Dubya wasn't at fault for everything. There were others to blame -- Dick Cheney, of course, for his behind-the-scenes activities. John Ashcroft and Alberto Gonzalez, cabinet selections for Attorney General, gamed the Bill of Rights as no prior AGs had. Tom DeLay, who allowed the House of Representatives to become a rubberstamp for Party leadership. Rick Santorum, who did much the same in the Senate. Jack Abramoff's corrupt money machine. Of course the ringleader of it all,
Karl Rove, the man who ran the GOP like the GenSec of a Communist Party, and my pick as the most dangerous man in American political history since
David C. Stephenson, the man who had a chance to be the American equivalent of Adolf Hitler.
Need I mention the buy-a-journalist scandal? And
propaganda designed as objective news, created by the government to support a partisan agenda?
I see the demise of a political party because of its extremism and corruption. It's up to you to show that it either isn't so extreme or corrupt or that the American people like their leaders extreme and corrupt.
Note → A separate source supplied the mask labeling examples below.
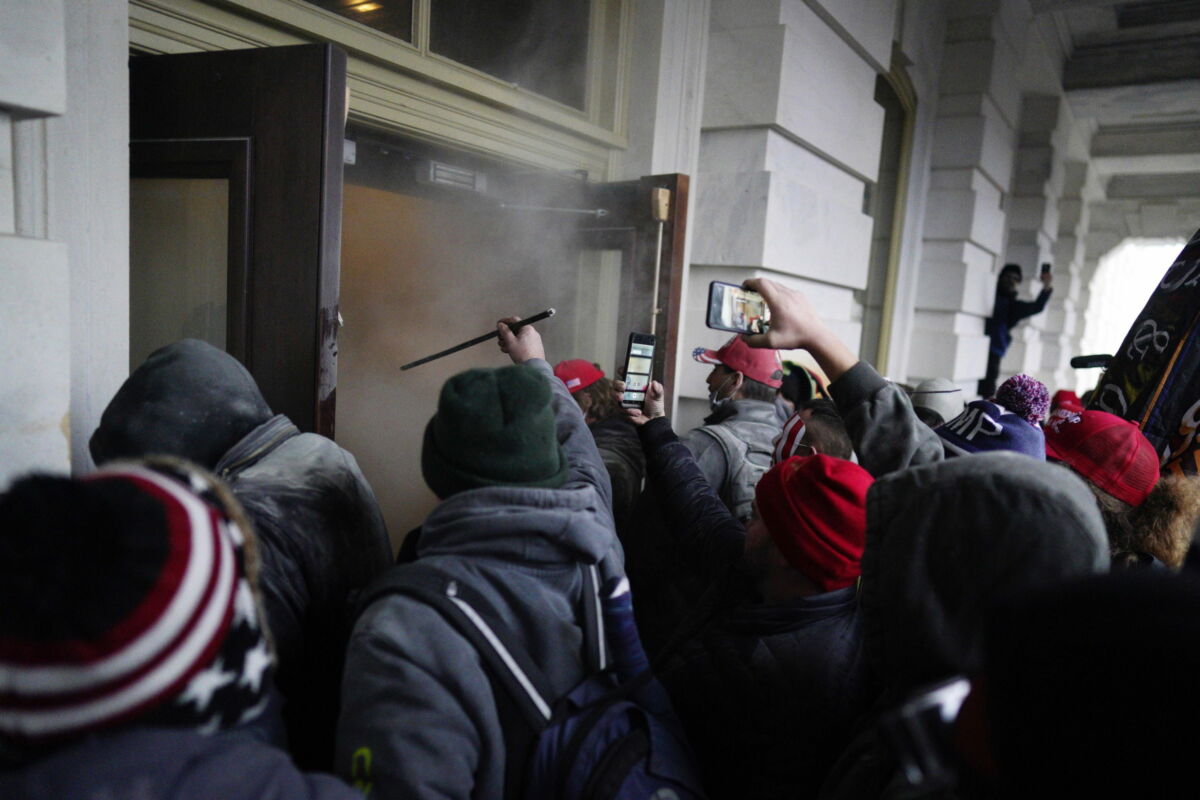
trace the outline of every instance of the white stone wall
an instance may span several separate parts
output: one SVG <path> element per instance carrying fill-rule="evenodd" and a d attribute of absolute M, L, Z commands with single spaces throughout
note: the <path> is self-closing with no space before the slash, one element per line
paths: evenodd
<path fill-rule="evenodd" d="M 0 486 L 86 469 L 127 372 L 127 13 L 0 4 Z"/>
<path fill-rule="evenodd" d="M 803 288 L 857 345 L 895 19 L 890 1 L 713 0 L 678 428 L 707 411 L 691 348 L 727 338 L 704 327 L 712 279 Z"/>
<path fill-rule="evenodd" d="M 71 248 L 71 468 L 130 372 L 128 4 L 67 2 L 67 113 L 47 124 L 49 233 Z M 80 203 L 80 199 L 86 203 Z"/>
<path fill-rule="evenodd" d="M 46 120 L 67 109 L 61 0 L 0 4 L 0 487 L 70 465 L 67 248 L 48 237 Z"/>
<path fill-rule="evenodd" d="M 1031 12 L 1024 1 L 949 4 L 907 377 L 973 395 L 984 319 L 1006 247 Z"/>

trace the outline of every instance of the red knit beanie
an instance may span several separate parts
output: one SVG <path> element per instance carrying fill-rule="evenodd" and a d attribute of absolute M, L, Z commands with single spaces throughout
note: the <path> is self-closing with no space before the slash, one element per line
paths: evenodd
<path fill-rule="evenodd" d="M 793 456 L 770 468 L 755 500 L 784 558 L 821 591 L 859 575 L 870 473 L 832 456 Z"/>

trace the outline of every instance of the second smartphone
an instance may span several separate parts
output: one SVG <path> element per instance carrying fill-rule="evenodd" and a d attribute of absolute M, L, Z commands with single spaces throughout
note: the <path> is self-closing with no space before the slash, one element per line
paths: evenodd
<path fill-rule="evenodd" d="M 762 333 L 770 323 L 770 311 L 762 295 L 732 283 L 708 284 L 709 327 L 734 333 Z"/>
<path fill-rule="evenodd" d="M 630 333 L 629 348 L 625 350 L 625 392 L 620 396 L 623 407 L 642 407 L 653 371 L 654 337 L 649 333 Z"/>

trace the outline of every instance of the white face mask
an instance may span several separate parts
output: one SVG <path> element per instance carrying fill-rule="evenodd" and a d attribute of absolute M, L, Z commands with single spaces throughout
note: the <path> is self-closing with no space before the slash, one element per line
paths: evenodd
<path fill-rule="evenodd" d="M 725 380 L 722 380 L 720 386 L 718 386 L 713 391 L 708 392 L 708 408 L 710 410 L 715 411 L 715 410 L 725 407 L 727 403 L 730 403 L 733 399 L 733 392 L 730 392 L 725 397 L 721 397 L 721 392 L 725 390 L 726 386 L 730 385 L 730 381 L 733 380 L 737 377 L 738 377 L 737 373 L 733 373 L 732 375 L 730 375 Z"/>

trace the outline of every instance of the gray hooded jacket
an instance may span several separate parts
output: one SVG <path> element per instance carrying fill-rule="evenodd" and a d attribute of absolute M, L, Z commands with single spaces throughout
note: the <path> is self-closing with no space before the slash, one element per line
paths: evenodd
<path fill-rule="evenodd" d="M 1073 473 L 1016 453 L 973 455 L 895 473 L 866 495 L 860 610 L 881 709 L 923 684 L 983 667 L 998 600 L 1108 571 L 1096 499 Z M 842 754 L 823 798 L 877 798 L 895 765 L 874 724 Z"/>
<path fill-rule="evenodd" d="M 254 523 L 293 756 L 330 769 L 353 593 L 391 564 L 354 456 L 272 415 L 250 372 L 198 339 L 155 350 L 109 402 L 97 464 L 166 453 L 216 473 Z"/>
<path fill-rule="evenodd" d="M 829 384 L 858 463 L 875 477 L 946 458 L 942 438 L 920 421 L 912 401 L 859 361 Z"/>
<path fill-rule="evenodd" d="M 583 570 L 624 575 L 608 474 L 578 405 L 548 363 L 558 440 L 570 464 L 557 489 L 490 487 L 446 498 L 421 525 L 418 560 L 482 594 L 520 637 L 556 694 L 586 672 Z M 337 727 L 337 771 L 371 798 L 504 794 L 505 746 L 496 700 L 470 643 L 434 609 L 386 595 L 350 638 Z"/>

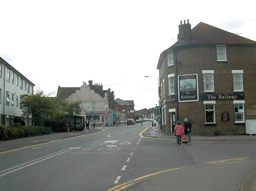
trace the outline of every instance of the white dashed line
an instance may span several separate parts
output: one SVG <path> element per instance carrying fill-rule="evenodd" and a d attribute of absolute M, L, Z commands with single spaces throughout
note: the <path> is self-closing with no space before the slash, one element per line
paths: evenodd
<path fill-rule="evenodd" d="M 117 184 L 118 183 L 118 181 L 119 181 L 119 180 L 120 180 L 120 178 L 121 178 L 121 176 L 117 176 L 117 177 L 116 178 L 116 180 L 115 180 L 114 182 L 114 184 Z"/>

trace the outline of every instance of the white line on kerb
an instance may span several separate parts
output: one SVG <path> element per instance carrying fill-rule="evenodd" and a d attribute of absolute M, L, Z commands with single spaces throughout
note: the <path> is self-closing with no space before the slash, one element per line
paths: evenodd
<path fill-rule="evenodd" d="M 114 184 L 117 184 L 118 183 L 118 181 L 119 181 L 119 180 L 120 180 L 120 178 L 121 178 L 121 176 L 117 176 L 117 177 L 116 178 L 116 180 L 115 180 L 114 182 Z"/>
<path fill-rule="evenodd" d="M 125 168 L 126 168 L 126 165 L 124 165 L 124 166 L 123 167 L 123 168 L 122 169 L 122 171 L 124 171 L 125 170 Z"/>
<path fill-rule="evenodd" d="M 20 170 L 20 169 L 24 169 L 24 168 L 26 168 L 26 167 L 29 167 L 29 166 L 31 166 L 31 165 L 33 165 L 33 164 L 36 164 L 37 163 L 38 163 L 39 162 L 42 162 L 42 161 L 43 161 L 44 160 L 47 160 L 47 159 L 49 159 L 49 158 L 52 158 L 53 157 L 54 157 L 55 156 L 56 156 L 57 155 L 61 155 L 63 153 L 65 153 L 66 152 L 68 152 L 68 151 L 70 151 L 72 150 L 72 149 L 69 149 L 69 150 L 67 150 L 66 151 L 64 151 L 63 152 L 62 152 L 62 153 L 58 153 L 57 154 L 56 154 L 56 155 L 53 155 L 52 156 L 51 156 L 49 157 L 47 157 L 47 158 L 44 158 L 43 159 L 42 159 L 42 160 L 38 160 L 38 161 L 36 161 L 35 162 L 33 162 L 32 163 L 30 163 L 30 164 L 27 164 L 27 165 L 25 165 L 25 166 L 23 166 L 23 167 L 20 167 L 19 168 L 18 168 L 17 169 L 14 169 L 14 170 L 12 170 L 12 171 L 9 171 L 7 172 L 6 172 L 5 173 L 4 173 L 3 174 L 2 174 L 1 175 L 0 175 L 0 177 L 2 177 L 2 176 L 5 176 L 5 175 L 7 175 L 7 174 L 10 174 L 14 172 L 16 172 L 16 171 L 17 171 L 19 170 Z"/>
<path fill-rule="evenodd" d="M 61 151 L 58 151 L 58 152 L 56 152 L 56 153 L 52 153 L 51 154 L 50 154 L 49 155 L 46 155 L 46 156 L 44 156 L 42 157 L 41 157 L 40 158 L 37 158 L 37 159 L 35 159 L 34 160 L 31 160 L 30 161 L 29 161 L 28 162 L 25 162 L 25 163 L 23 163 L 23 164 L 19 164 L 18 165 L 17 165 L 17 166 L 15 166 L 14 167 L 11 167 L 11 168 L 10 168 L 9 169 L 5 169 L 5 170 L 2 170 L 2 171 L 0 171 L 0 174 L 2 173 L 2 172 L 5 172 L 6 171 L 8 171 L 9 170 L 10 170 L 12 169 L 15 169 L 15 168 L 16 168 L 17 167 L 20 167 L 20 166 L 22 166 L 23 165 L 25 165 L 25 164 L 28 164 L 28 163 L 30 163 L 30 162 L 34 162 L 35 161 L 36 161 L 37 160 L 40 160 L 40 159 L 42 159 L 42 158 L 44 158 L 46 157 L 48 157 L 49 156 L 50 156 L 51 155 L 54 155 L 55 154 L 57 154 L 57 153 L 61 153 L 61 152 L 63 152 L 63 151 L 65 151 L 67 150 L 67 149 L 65 149 L 64 150 L 62 150 Z"/>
It's not conservatism that is dying; it's that Americans no longer give someone leeway for corruption and despotism because he has adopted the word
conservative as a self-descriptor.
I despise this Administration for behaviors that none should excuse in a liberal even more than for its ideology. I predict that the Dubya-Cheney-Rove-DeLay-Santorum-Abramoff-era GOP may have doomed itself as a political party of long-term viability as Herbert Hoover's bungling of the 1929-1933 economic meltdown couldn't. I hardly say that conservatism is dead and that no conservative party will emerge in the future. It will -- perhaps as a new major party ten years or so from now, ideally with a squeaky-clean image that the GOP can no longer hold.